Status | Authors | Coach | DRIs | Owning Stage | Created |
---|---|---|---|---|---|
proposed |
@jcai-gitlab
@toon
| devops systems | 2023-05-19 |
- Summary
- Motivation
- Requirements
- Proposal
- Design and implementation details
- Problems with the design
- Alternative Solutions
Offload data to cheaper storage
Summary
Managing Git data storage costs is a critical part of our business. Offloading Git data to cheaper storage can save on storage cost.
Motivation
At GitLab, we keep most Git data stored on SSDs to keep data access fast. This makes sense for data that we frequently need to access. However, given that storage costs scale with data growth, we can be a lot smarter about what kinds of data we keep on SSDs and what kinds of data we can afford to offload to cheaper storage.
For example, large files (or in Git nomenclature, “blobs”) are not frequently modified since they are usually non-text files (images, videos, binaries, etc). Often, Git LFS is used for repositories that contain these large blobs in order to avoid having to push a large file onto the Git server. However, this relies on client side setup.
Or, if a project is “stale” and hasn’t been accessed in a long time, there is no need to keep paying for fast storage for that project.
Instead, we can choose to put all blobs of that stale project onto cheaper storage.
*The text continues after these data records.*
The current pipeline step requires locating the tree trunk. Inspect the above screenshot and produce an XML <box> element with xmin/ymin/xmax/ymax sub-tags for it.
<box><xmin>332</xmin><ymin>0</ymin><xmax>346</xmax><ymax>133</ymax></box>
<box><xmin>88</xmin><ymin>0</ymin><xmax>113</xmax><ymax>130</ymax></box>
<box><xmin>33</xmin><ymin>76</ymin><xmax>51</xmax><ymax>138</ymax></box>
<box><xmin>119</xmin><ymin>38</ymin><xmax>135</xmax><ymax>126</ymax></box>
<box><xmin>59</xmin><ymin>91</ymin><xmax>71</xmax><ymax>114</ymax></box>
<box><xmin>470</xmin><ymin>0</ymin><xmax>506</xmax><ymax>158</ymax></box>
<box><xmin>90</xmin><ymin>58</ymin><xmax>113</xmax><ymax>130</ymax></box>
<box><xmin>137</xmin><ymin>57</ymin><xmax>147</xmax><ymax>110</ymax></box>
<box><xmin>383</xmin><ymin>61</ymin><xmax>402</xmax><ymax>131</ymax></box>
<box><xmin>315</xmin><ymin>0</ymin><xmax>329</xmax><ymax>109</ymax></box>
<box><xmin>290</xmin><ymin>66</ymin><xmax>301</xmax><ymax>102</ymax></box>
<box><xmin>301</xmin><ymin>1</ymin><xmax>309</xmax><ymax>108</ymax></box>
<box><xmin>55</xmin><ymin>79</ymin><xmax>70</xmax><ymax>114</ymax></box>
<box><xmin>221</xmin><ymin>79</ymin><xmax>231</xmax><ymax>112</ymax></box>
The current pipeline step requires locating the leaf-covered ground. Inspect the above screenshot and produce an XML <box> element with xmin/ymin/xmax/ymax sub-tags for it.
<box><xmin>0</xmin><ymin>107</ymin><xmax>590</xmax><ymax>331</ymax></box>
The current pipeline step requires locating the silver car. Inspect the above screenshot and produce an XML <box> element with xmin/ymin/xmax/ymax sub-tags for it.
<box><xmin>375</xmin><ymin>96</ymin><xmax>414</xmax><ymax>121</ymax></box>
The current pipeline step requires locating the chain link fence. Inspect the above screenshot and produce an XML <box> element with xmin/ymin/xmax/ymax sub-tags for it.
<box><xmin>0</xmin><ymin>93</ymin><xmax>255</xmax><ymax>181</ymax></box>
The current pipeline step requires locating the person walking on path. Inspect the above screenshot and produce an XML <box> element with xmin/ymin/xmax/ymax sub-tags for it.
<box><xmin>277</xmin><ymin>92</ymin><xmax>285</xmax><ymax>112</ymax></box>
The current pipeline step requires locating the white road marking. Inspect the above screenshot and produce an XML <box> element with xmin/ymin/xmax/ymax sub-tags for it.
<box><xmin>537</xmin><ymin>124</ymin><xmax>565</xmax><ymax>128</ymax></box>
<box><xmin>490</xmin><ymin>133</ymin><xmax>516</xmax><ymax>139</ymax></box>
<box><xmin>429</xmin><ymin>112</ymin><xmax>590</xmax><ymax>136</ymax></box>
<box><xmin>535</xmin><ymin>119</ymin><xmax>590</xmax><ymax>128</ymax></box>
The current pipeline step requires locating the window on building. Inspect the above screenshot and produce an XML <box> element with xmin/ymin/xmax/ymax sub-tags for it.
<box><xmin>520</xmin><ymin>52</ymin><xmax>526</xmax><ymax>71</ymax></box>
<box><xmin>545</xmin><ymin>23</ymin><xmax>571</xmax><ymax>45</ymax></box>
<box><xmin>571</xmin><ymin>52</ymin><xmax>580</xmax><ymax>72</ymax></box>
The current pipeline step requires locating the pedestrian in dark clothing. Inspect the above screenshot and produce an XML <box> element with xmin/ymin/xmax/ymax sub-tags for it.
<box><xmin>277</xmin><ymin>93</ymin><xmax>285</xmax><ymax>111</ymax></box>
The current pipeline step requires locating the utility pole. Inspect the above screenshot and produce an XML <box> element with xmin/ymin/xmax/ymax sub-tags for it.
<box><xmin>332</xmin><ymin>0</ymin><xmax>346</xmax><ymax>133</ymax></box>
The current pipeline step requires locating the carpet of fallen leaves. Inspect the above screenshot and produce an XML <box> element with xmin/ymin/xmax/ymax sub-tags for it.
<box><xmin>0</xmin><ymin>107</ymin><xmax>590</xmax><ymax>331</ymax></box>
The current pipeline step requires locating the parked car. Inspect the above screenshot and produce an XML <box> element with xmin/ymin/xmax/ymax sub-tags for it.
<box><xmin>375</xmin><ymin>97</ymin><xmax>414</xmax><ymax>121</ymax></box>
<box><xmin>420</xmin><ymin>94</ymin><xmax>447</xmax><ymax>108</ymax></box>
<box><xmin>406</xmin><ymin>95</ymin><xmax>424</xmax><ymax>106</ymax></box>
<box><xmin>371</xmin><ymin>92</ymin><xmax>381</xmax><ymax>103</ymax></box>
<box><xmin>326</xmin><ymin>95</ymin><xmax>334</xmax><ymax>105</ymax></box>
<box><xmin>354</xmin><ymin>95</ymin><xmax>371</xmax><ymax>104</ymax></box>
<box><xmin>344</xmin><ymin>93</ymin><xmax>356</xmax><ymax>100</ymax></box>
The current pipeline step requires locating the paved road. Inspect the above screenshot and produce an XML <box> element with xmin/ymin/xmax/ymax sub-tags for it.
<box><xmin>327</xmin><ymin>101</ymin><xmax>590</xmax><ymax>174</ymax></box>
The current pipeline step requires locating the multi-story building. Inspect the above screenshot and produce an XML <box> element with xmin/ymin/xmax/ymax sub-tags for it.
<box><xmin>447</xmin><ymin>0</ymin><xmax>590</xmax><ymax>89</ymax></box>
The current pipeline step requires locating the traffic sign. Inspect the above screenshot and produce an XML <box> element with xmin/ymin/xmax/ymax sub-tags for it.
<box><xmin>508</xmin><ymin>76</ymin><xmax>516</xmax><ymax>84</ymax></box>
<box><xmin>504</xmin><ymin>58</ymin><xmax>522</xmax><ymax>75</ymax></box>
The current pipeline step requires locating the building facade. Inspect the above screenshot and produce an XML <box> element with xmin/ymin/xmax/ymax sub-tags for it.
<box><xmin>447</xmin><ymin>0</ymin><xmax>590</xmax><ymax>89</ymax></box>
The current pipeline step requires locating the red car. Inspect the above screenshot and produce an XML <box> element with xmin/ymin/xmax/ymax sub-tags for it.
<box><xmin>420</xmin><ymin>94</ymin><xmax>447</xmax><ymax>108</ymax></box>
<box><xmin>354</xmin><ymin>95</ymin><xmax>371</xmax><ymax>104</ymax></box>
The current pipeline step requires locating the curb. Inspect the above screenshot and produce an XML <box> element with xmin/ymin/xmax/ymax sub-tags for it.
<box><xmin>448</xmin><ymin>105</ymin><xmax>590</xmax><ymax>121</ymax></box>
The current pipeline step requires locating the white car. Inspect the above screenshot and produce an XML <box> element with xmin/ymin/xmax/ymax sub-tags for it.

This way, the application still has access to the commit history and trees so the project browsing experience is not affected, but all files are on slower storage since they are rarely accessed.
If we had a way to separate Git data into different categories, we could then offload certain data to a secondary location that is cheaper. For example, we could separate large files that may not be accessed as frequently from the rest of the Git data and save it to an HDD rather than an SDD mount.
Requirements
There are a set of requirements and invariants that must be given for any particular solution.
Saves storage cost
Ultimately, this solution needs to save on storage cost. Separating out certain Git data for cheaper storage can go towards this savings.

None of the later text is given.